As described by Clarke and Catchpole earlier, Carthey found that team members needed to have the technical skills necessary to undertake the task required of them, as well as to be mentally prepared and cognitively flexible to allow adaption and awareness of the tasks and the surroundings. Surgeons who scored highest on the behavioral scores were best able to compensate successfully for surgical errors and overall had the lowest number of major or minor events (errors). For surgeons who scored lower on the behavioral scales, negative influences of teams and organizational factors were noted.
Carthey found that teams bring additional skills to the task, beyond those of any one individual. Individuals on a team must be safety aware to mobilize the team should a concern arise and be effective communicators in articulating concerns. Teams learn through planning, repetition, deliberative practice, coaching, review, and analysis. This insight and practice helps teams build the adaptability of team members and creates and coordinates redundancy for times of failure.

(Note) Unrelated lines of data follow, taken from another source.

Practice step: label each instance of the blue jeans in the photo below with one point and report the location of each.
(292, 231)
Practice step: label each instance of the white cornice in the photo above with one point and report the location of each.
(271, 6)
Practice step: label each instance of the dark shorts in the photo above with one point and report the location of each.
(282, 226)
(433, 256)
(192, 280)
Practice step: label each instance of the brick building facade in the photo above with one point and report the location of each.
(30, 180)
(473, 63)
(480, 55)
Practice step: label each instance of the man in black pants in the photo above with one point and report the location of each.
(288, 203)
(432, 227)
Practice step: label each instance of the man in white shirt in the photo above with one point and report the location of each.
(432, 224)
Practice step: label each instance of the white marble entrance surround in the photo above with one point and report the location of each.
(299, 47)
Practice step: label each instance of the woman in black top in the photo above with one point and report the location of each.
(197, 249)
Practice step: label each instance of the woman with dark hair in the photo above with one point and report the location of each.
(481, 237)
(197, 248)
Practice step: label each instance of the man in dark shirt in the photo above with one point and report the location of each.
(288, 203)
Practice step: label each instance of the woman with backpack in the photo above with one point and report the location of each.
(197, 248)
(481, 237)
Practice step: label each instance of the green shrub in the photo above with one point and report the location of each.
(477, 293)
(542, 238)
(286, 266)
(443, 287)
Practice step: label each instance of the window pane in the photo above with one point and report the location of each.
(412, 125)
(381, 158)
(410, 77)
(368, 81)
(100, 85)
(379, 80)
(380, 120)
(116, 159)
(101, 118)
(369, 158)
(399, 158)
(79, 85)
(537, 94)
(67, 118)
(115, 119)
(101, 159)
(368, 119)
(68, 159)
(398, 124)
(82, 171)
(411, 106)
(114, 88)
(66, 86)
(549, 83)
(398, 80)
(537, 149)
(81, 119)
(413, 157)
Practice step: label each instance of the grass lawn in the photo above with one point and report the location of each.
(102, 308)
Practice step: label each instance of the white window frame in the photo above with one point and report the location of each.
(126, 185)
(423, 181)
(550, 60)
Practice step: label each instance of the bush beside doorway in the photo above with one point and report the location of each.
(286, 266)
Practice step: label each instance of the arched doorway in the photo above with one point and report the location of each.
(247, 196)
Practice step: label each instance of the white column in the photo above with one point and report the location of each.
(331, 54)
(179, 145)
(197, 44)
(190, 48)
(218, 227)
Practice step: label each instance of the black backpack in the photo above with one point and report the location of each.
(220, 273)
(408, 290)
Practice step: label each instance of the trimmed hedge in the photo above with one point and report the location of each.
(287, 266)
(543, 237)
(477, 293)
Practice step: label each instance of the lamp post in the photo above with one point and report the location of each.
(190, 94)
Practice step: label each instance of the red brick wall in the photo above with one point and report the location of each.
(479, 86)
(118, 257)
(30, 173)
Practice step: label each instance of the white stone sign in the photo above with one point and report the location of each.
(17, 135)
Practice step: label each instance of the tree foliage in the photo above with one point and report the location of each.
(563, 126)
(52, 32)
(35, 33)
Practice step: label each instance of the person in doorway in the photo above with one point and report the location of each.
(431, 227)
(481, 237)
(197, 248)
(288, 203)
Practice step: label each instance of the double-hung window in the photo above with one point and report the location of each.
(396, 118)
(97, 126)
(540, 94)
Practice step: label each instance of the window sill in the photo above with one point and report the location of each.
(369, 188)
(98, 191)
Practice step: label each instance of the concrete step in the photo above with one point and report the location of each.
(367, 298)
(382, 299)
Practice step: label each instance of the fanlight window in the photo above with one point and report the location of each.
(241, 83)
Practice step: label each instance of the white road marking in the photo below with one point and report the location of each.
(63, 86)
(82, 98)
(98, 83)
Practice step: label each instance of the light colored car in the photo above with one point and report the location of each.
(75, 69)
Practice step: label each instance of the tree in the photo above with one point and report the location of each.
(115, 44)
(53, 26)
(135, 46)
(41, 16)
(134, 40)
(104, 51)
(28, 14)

The relationship of surgical team behaviors and patient outcomes has been reported in the literature. Mazzocco et al. studied the relationship between surgical team behaviors and patient outcomes using an observational methodology and an instrument addressing six behavioral domains: briefing, information sharing, inquiry, assertion, vigilance and awareness, and contingency management. The patient’s American Society of Anesthesiologists (ASA) Physical Status classification system (ASA) score was used to adjust for patient factors. Outcomes were measured at 30 days postoperatively. Complications were higher in those cases when information sharing was less frequent, during the preoperative briefing, during the procedure, or in the postoperative handover. The behavioral marker risk index across all operative phases was significantly associated with complication or death.
Neily et al. studied the effect of team training on surgical outcomes in Veterans Health Administration facilities. This study assessed a team training program comprising briefings pre- and postoperatively and checklists. The training included preparation, a conference, and four quarterly coaching sessions. One hundred eight facilities (74 underwent training) and 182,409 procedures were studied using outcomes from the VA Surgical Quality Improvement Program. Surgical mortality in both the trained and untrained facilities dropped over the course of the study; however, using propensity matching, trained groups showed a 50% greater drop in mortality. Sustainability of ongoing performance was dependent on continued team training.